A project architect in HOK’s Kansas City office, McGrail is a lead designer for a proposed expansion of the Nile Valley Aquaponics urban farm.
Nile Valley represents an innovative and sustainable model of producing fresh, healthy food while also rebuilding a community and mentoring at-risk youth. In recognition of Earth Day on April 22, McGrail discusses why he believes in Nile Valley’s grassroots mission to nourish his city.
What is aquaponics?
The simple definition is it’s the symbiotic relationship of growing plant and animal life together. In the case of Nile Valley Aquaponics, the animals are fish, specifically tilapia, and the plants are fruits and vegetables. The fish generate waste that is used to fertilize and feed the plants. The plants filter water and return it to the fish. Nile Valley’s name comes from Egypt, where the Nile River has nourished life for millions of years in this natural process.
Tell us a bit about Nile Valley and its mission and purpose in Kansas City.
Nile Valley is the brainchild of Dre Taylor. Dre is a civic activist who a few years ago founded Males 2 Men, an organization that provides mentorship to kids growing up in and around the East Side of Kansas City. This part of the city is historically black and impoverished with a preponderance of crime. Dre was born in the neighborhood and has committed his life to trying to improve it for future generations, with Nile Valley being an extension of that. The neighborhood is also what is known as an urban food desert, with very few options for those seeking nutritious and healthy food. With Nile Valley Aquaponics, Dre is now producing tens of thousands of pounds of fresh fruit and fish, as well as jobs and education for those in the community.
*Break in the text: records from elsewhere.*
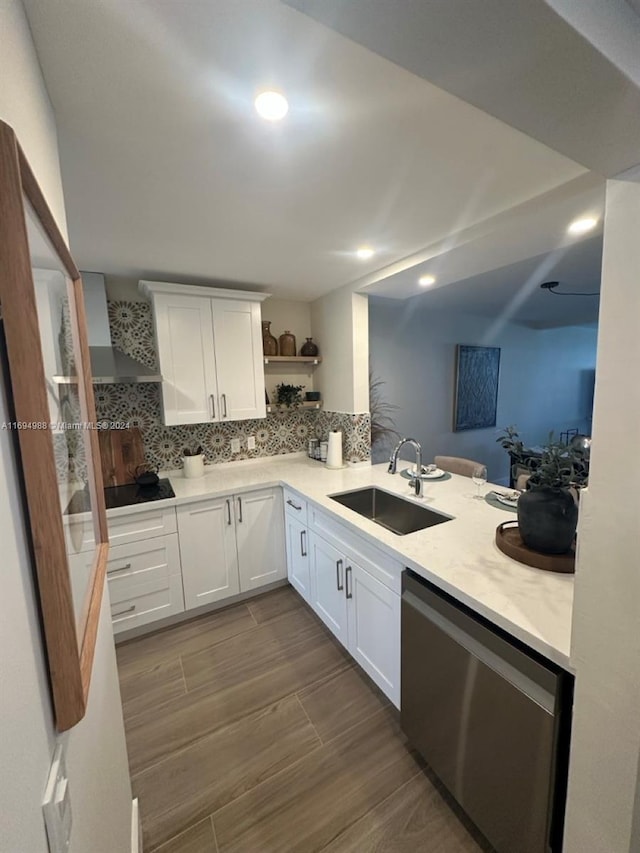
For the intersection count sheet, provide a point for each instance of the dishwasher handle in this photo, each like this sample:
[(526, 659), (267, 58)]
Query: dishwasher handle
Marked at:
[(507, 669)]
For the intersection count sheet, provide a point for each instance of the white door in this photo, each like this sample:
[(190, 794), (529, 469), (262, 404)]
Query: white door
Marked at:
[(327, 587), (237, 333), (208, 551), (184, 337), (298, 556), (259, 534), (374, 629)]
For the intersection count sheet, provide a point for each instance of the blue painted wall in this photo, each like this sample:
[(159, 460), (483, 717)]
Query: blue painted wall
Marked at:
[(546, 378)]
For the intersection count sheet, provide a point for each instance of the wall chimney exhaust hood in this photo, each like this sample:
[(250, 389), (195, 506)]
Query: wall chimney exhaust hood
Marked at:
[(108, 365)]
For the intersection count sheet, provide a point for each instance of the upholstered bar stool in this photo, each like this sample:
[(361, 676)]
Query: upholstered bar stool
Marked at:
[(456, 465)]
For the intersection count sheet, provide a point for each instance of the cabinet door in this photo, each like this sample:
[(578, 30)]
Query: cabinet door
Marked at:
[(184, 337), (237, 334), (374, 629), (208, 551), (327, 587), (259, 534), (298, 556)]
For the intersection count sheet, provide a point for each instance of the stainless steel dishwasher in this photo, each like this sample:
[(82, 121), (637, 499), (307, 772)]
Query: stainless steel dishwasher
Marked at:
[(490, 717)]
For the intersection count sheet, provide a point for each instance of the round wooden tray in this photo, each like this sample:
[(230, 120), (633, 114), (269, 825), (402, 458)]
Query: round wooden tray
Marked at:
[(510, 542)]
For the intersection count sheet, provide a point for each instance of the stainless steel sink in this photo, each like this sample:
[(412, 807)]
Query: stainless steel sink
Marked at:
[(390, 511)]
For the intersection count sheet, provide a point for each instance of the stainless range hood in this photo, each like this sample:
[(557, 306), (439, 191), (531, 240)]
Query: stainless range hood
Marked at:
[(108, 364)]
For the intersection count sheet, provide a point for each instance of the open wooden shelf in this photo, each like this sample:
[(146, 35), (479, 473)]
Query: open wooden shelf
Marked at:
[(281, 407), (292, 359)]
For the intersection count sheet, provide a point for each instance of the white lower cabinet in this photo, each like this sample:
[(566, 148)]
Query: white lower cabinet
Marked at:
[(374, 630), (360, 605), (328, 597), (297, 542), (145, 583), (260, 538), (298, 558), (230, 545), (208, 551)]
How did you get involved in assisting Dre?
Dre’s Nile Valley endeavor has come a long way from the school basement where it started. The property where it now sits was largely abandoned and primarily owned by the city’s land bank and a non-for-profit. As Dre worked with those entities to acquire the property, he began to fix up the land. His efforts got some publicity in the local news, which generated a buzz. Around this same time, I was involved in a leadership program with the Kansas City chapter of the AIA, Pillars. I was fascinated with Dre’s story and reached out to him to see if our program could do a charrette that could provide him with concepts for Nile Valley. We spent a half day touring the property and working with him, creating a handful of sketches. Dre was like, ‘This is great! Can you do some more?’ So I brought it up to Chris DeVolder and Amy Chase of the HOK leadership team here in Kansas City.
And what was the reaction from the Kansas City team?
They were a little skeptical at first. Designing farms that operate on poopy fish water is not exactly an established HOK practice area or market. Not to mention, hardly anyone even knew what aquaponics was. But they quickly realized the many layers of this project, especially when it comes to sustainability and community. So we agreed to provide some pro-bono renderings and designs that might help Dre and his vision to expand the farm. And since we’ve become involved, we’re now exploring how this type of sustainable food production could be part of other project types, such as stadiums, mixed-use developments, healthcare facilities, airport terminals and commercial office spaces as a way to provide people with access to fresh food.
Tell us about your plan for Nile Valley. Did you have to study up on agricultural design beforehand?
The concept of aquaponics was not completely foreign to me or my HOK colleagues on the project—Jake Baker and JJ Nicolas. We all graduated from the Kansas State architecture program, where we studied aquaponics as part of our environmental systems class. What I hadn’t seen before was an aquaponics system like what is used in a greenhouse on the scale that Nile Valley does it. And I have to say, what he’s done with limited resources and support is amazing. They’ve dug three trenches (much of it by hand!) that are 100 feet long and deep enough—6 feet—that they provide geothermal warmth in the winter. His greenhouses are made of plastic tarps that, in colder months, he covers with a transparent black cover to capture solar heat gain and keep the indoor temperature a balmy 60 to 80 degrees Fahrenheit. Our design opens up the site, making it transparent and welcoming to the community. We want it to be a place where people can hold events and where kids can come and learn about farming and food. It proposes new, permanent greenhouses, additional community grow beds and repurposing the shipping container presently on-site into a market and store. We envision that the expansion could double the amount of food currently grown on the site and ensure it remains a beacon for sustainable living in a neighborhood most in need.
What’s next for Nile Valley Aquaponics?
Dre and Nile Valley are in the middle of a capital campaign for the expansion, with two parallel organizational entities being formed. One would maintain non-profit community outreach and educational programming and another would make the food production a for-profit entity. This would allow them to accept both investor and philanthropic capital as well as grants and alternative funding.